Ó. F. Ch.: En la DIAN se tiene una perspectiva a largo plazo. Primero, los temas tributario y aduanero son muy activos, permanentemente están cambiando y surgiendo mecanismos de negocios que generan expectativas de pronunciamientos legales. Poner en fila todas las normas reglamentarias, inicialmente, sería una tarea de carpintería: sumar y restar. No obstante, creo que lo más importante es pensar en una reforma estructural, que parta del afán de volvernos más simples y de mejorar la inversión y los ingresos de la Nación.

R. I.:¿Qué puntos concretos tendría una reforma tributaria estructural? 

Ó. F. Ch.: A la luz del comparativo mundial, el impuesto de renta tiene una tarifa muy alta. Obviamente, cualquier modificación afectaría directamente los ingresos nacionales, pero hay que pensar en una fórmula para poderla compensar. Creo que se podría reducir a estándares normales, es decir, del 32%. Igualmente, se debe elaborar un esquema de tributación más igualitario, que solo mantenga las exenciones que generan crecimiento, como las últimas que fueron creadas. En el campo empresarial, hay que estimular la inversión, no necesariamente con la deducción del 30%, sino con fórmulas que fomenten el crecimiento empresarial. En IVA, hay que revisar la base gravable y simplificar la cantidad de tarifas.

R. I.:¿Ve con buenos ojos las recientes exenciones? 

Ó. F. Ch.: Sí. Son exenciones a largo plazo, algunas de hasta 30 años, que buscan estimular actividades empresariales que tenían muy poco apoyo. Hay que mantener esas exenciones, suprimir varias que no han servido y pensar en otros estímulos en materias como la comunicación vial y férrea.

R. I.:¿Deben desaparecer los impuestos temporales? 

Ó. F. Ch.: El problema es que representan ingresos importantes para la Nación, como el impuesto de timbre y el gravamen a los movimientos financieros. Este último tiene un gran potencial de recaudo y una fácil administración: los márgenes de evasión son mínimos. Sin embargo, tiene efectos nocivos, como el afán que genera en las personas de no mover sus dineros. Por eso, hemos querido menguar ese efecto con la devolución de dos puntos del IVA por las compras con dinero plástico. Hay que considerar la posibilidad de sustituir esos impuestos, sin sacrificar ingresos.

R. I.:¿Será una política de su administración firmar convenios para evitar la doble tributación? 

Ó. F. Ch.: El reciente convenio con España es bien representativo. Sin embargo, nosotros solo somos los intermediarios, pues es un tema de política fiscal, que le compete directamente al Ministerio de Hacienda.

R. I.:¿Cómo se combatirá el contrabando? 

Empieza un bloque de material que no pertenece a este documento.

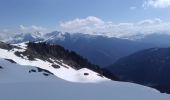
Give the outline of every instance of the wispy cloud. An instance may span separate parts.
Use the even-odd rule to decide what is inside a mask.
[[[170,7],[170,0],[146,0],[143,7],[167,8]]]
[[[19,30],[23,33],[32,33],[32,32],[46,32],[47,29],[42,27],[42,26],[36,26],[36,25],[31,25],[31,26],[24,26],[20,25]]]
[[[101,34],[113,37],[130,37],[138,34],[170,33],[170,22],[159,18],[133,23],[113,23],[97,17],[77,18],[60,24],[63,31]]]
[[[131,6],[129,9],[130,9],[130,10],[135,10],[135,9],[137,9],[137,7]]]

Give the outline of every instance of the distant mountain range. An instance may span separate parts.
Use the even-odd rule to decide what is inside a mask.
[[[45,41],[50,44],[60,44],[69,50],[77,52],[90,62],[106,67],[121,57],[143,49],[168,47],[170,46],[170,42],[168,42],[170,41],[170,35],[151,34],[143,38],[128,40],[100,35],[54,31],[44,35],[40,33],[22,33],[8,42],[21,43],[26,41]]]
[[[81,75],[82,72],[84,72],[82,73],[84,78],[91,76],[90,73],[93,73],[92,77],[98,77],[98,79],[108,77],[109,79],[117,80],[109,71],[91,64],[87,59],[84,59],[75,52],[68,51],[59,45],[50,45],[44,42],[29,42],[16,45],[0,42],[0,58],[8,59],[8,61],[21,65],[30,65],[45,69],[47,72],[56,74],[60,78],[67,76],[61,73],[67,73],[68,75],[70,73],[70,76],[65,78],[68,80],[71,75],[78,79],[79,77],[74,74]],[[79,73],[79,70],[82,71]],[[70,81],[74,80],[71,78]]]
[[[123,57],[108,67],[122,81],[170,93],[170,48],[151,48]]]

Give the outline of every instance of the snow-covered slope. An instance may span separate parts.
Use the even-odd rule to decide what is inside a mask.
[[[22,55],[19,57],[15,54],[16,51],[24,52],[27,48],[25,43],[16,44],[15,48],[11,50],[0,48],[0,58],[11,59],[17,64],[25,66],[35,66],[50,71],[57,77],[71,81],[71,82],[100,82],[108,81],[109,79],[101,76],[100,74],[91,71],[87,68],[82,68],[80,70],[73,69],[67,64],[64,64],[62,60],[57,60],[50,58],[51,61],[44,61],[41,59],[29,60],[27,56]],[[18,47],[18,48],[17,48]]]
[[[170,95],[132,83],[105,81],[101,83],[72,83],[29,73],[31,66],[18,65],[0,59],[1,100],[169,100]],[[67,74],[67,73],[65,73]]]

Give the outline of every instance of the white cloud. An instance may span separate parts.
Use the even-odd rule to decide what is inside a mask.
[[[137,9],[137,7],[135,6],[130,7],[130,10],[135,10],[135,9]]]
[[[23,33],[32,33],[32,32],[46,32],[47,29],[41,26],[36,26],[36,25],[32,25],[32,26],[24,26],[24,25],[20,25],[19,26],[19,30]]]
[[[97,17],[74,19],[60,24],[62,31],[101,34],[111,37],[131,37],[138,34],[170,33],[170,22],[159,18],[145,19],[133,23],[118,23],[103,21]],[[103,34],[104,33],[104,34]]]
[[[143,7],[166,8],[170,7],[170,0],[146,0]]]

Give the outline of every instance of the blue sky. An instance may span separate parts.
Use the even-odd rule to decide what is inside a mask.
[[[0,0],[0,30],[20,25],[55,29],[62,22],[88,16],[113,23],[170,21],[169,6],[169,0]]]

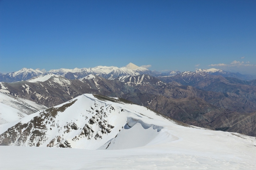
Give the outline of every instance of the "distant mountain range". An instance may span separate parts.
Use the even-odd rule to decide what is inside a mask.
[[[204,72],[158,78],[125,76],[111,80],[91,74],[72,80],[49,73],[25,81],[0,82],[0,92],[48,107],[86,93],[120,97],[189,124],[255,136],[254,82]]]
[[[24,68],[19,71],[13,73],[4,74],[0,74],[0,82],[11,82],[26,80],[39,75],[46,75],[49,73],[61,76],[69,79],[79,79],[90,74],[96,75],[109,79],[113,79],[120,76],[136,76],[142,74],[146,74],[156,77],[169,77],[187,72],[185,72],[181,73],[179,71],[169,71],[160,73],[155,71],[151,71],[146,68],[139,67],[130,63],[126,66],[120,68],[114,66],[97,66],[89,68],[76,68],[74,69],[60,68],[51,69],[44,73],[38,69],[34,70]],[[195,74],[204,73],[212,75],[236,78],[242,80],[251,80],[256,79],[255,76],[242,75],[239,73],[231,73],[215,68],[199,69],[193,73]]]

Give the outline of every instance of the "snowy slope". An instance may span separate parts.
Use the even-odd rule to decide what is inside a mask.
[[[48,73],[46,75],[41,74],[39,76],[34,77],[32,78],[27,80],[28,82],[44,82],[48,80],[52,77],[58,77],[60,76],[56,75],[52,73]]]
[[[0,124],[16,121],[47,108],[28,100],[0,92]]]
[[[11,145],[91,150],[1,146],[4,169],[255,169],[256,165],[255,138],[188,125],[102,96],[85,94],[18,122],[0,126],[1,145],[12,136],[16,139]],[[97,149],[101,150],[93,150]]]
[[[90,74],[96,75],[110,79],[123,76],[137,76],[143,74],[153,75],[155,74],[147,68],[139,67],[131,63],[120,68],[114,66],[99,66],[89,68],[76,68],[74,69],[61,68],[52,69],[48,72],[48,73],[61,75],[69,79],[81,78]]]
[[[1,75],[0,81],[14,82],[25,80],[42,74],[43,73],[38,69],[23,68],[17,72]]]

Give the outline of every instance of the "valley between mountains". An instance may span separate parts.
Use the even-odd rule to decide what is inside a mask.
[[[214,69],[159,73],[132,63],[1,76],[4,169],[256,165],[252,76]]]
[[[24,69],[5,76],[26,79],[38,72]],[[0,92],[47,107],[84,93],[120,97],[189,124],[256,136],[256,84],[236,78],[249,77],[243,76],[214,69],[157,73],[130,63],[52,70],[0,82]]]

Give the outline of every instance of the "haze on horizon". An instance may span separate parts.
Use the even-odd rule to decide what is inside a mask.
[[[2,0],[0,73],[131,62],[255,75],[256,9],[249,0]]]

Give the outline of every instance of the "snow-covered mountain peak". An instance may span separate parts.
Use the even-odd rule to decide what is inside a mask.
[[[35,82],[37,81],[43,82],[48,80],[52,77],[58,77],[60,76],[54,74],[53,73],[48,73],[46,75],[40,75],[36,77],[34,77],[33,78],[27,80],[26,81],[31,82]]]
[[[21,69],[17,72],[9,73],[11,75],[12,77],[13,77],[18,75],[23,74],[23,77],[26,76],[28,74],[34,74],[36,75],[43,74],[43,73],[38,69],[34,70],[32,68],[23,68]]]
[[[130,148],[177,140],[163,129],[175,122],[124,99],[84,94],[0,129],[0,145]]]
[[[135,64],[133,64],[131,63],[129,63],[126,66],[125,66],[124,67],[125,67],[129,69],[133,70],[133,69],[137,69],[137,68],[138,68],[140,67],[139,67],[139,66],[137,66]]]
[[[92,79],[93,78],[96,78],[95,77],[95,76],[94,76],[93,74],[90,74],[87,76],[85,77],[84,77],[79,79],[79,80],[81,80],[84,79],[89,80],[90,79]]]

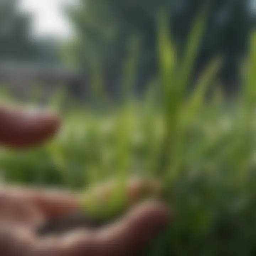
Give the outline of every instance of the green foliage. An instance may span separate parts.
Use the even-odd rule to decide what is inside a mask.
[[[193,93],[186,97],[204,15],[196,20],[188,50],[178,62],[166,20],[160,16],[160,79],[152,81],[143,100],[127,97],[119,109],[107,106],[103,113],[74,107],[64,114],[63,129],[49,144],[26,152],[3,150],[2,176],[9,182],[79,191],[110,177],[123,184],[131,173],[157,177],[164,183],[174,220],[145,255],[254,255],[255,36],[240,98],[229,105],[217,92],[206,102],[205,93],[222,66],[221,58],[213,60]],[[132,63],[124,69],[129,81],[134,74]],[[96,78],[96,88],[100,89]],[[155,83],[161,86],[160,96]],[[64,98],[55,98],[53,105]],[[105,206],[110,215],[124,207],[121,186],[120,190]]]
[[[161,72],[158,65],[155,22],[156,14],[160,10],[164,10],[167,14],[177,51],[175,61],[182,59],[188,49],[191,25],[205,5],[208,6],[209,15],[193,66],[190,85],[196,84],[195,80],[211,59],[221,54],[223,65],[219,78],[222,85],[228,92],[237,90],[241,63],[247,53],[253,27],[249,0],[80,0],[79,2],[78,7],[70,11],[77,31],[77,48],[74,51],[77,63],[82,72],[90,74],[91,64],[95,58],[98,59],[107,87],[111,86],[115,91],[120,90],[120,67],[127,59],[127,44],[134,36],[139,36],[141,41],[136,91],[144,91],[149,81]]]

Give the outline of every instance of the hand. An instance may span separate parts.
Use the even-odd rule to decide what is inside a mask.
[[[53,135],[59,123],[52,114],[31,115],[25,111],[0,108],[0,142],[12,147],[36,145]],[[79,209],[77,197],[64,192],[2,187],[0,255],[124,256],[139,252],[167,225],[169,214],[159,201],[134,204],[144,184],[131,184],[128,192],[135,206],[125,216],[99,230],[81,229],[46,238],[38,236],[36,227]]]

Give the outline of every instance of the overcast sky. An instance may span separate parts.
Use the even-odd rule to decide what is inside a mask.
[[[72,29],[62,13],[63,4],[75,0],[19,0],[22,9],[32,13],[34,17],[33,30],[39,36],[49,35],[62,37],[72,36]]]

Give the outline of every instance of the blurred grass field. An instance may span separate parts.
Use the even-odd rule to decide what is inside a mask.
[[[3,182],[82,190],[131,173],[157,177],[164,183],[174,220],[145,255],[255,255],[256,36],[252,36],[238,99],[228,103],[216,90],[205,100],[221,57],[206,67],[188,97],[204,18],[196,21],[183,61],[178,63],[163,19],[161,77],[143,100],[126,97],[118,107],[110,107],[97,75],[96,103],[104,112],[75,105],[63,110],[66,98],[55,95],[50,106],[62,113],[62,130],[40,148],[1,149]],[[130,96],[135,59],[125,67],[126,96]],[[157,91],[154,83],[161,90]]]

Ó. F. Ch.: En términos de contrabando abierto, dimos un salto importante en crecimiento de cifras y hemos generado cambios normativos que nos van a facilitar la tarea. Sin embargo, no estamos contentos. El contrabando en Colombia está abiertamente aliado con el narcotráfico; un punto medio es el lavado de activos. El objetivo del contrabandista colombiano no es evadir los tributos aduaneros, salvo contadas excepciones, sino lavar dinero. Por eso, hemos identificado unos temas concretos de riesgo, que nos permitirán adoptar todas las metodologías necesarias para optimizar los controles y disminuir drásticamente este delito.

R. I.:¿Cómo está la relación DIAN-defensoría del contribuyente? 

Ó. F. Ch.: Es muy buena. Le estamos apostando a la eliminación paulatina de los motivos de queja de nuestros clientes. La suerte de una figura como la defensoría depende de las debilidades de la entidad. Por tal razón, la DIAN es la más interesada en salvaguardar los intereses de los contribuyentes.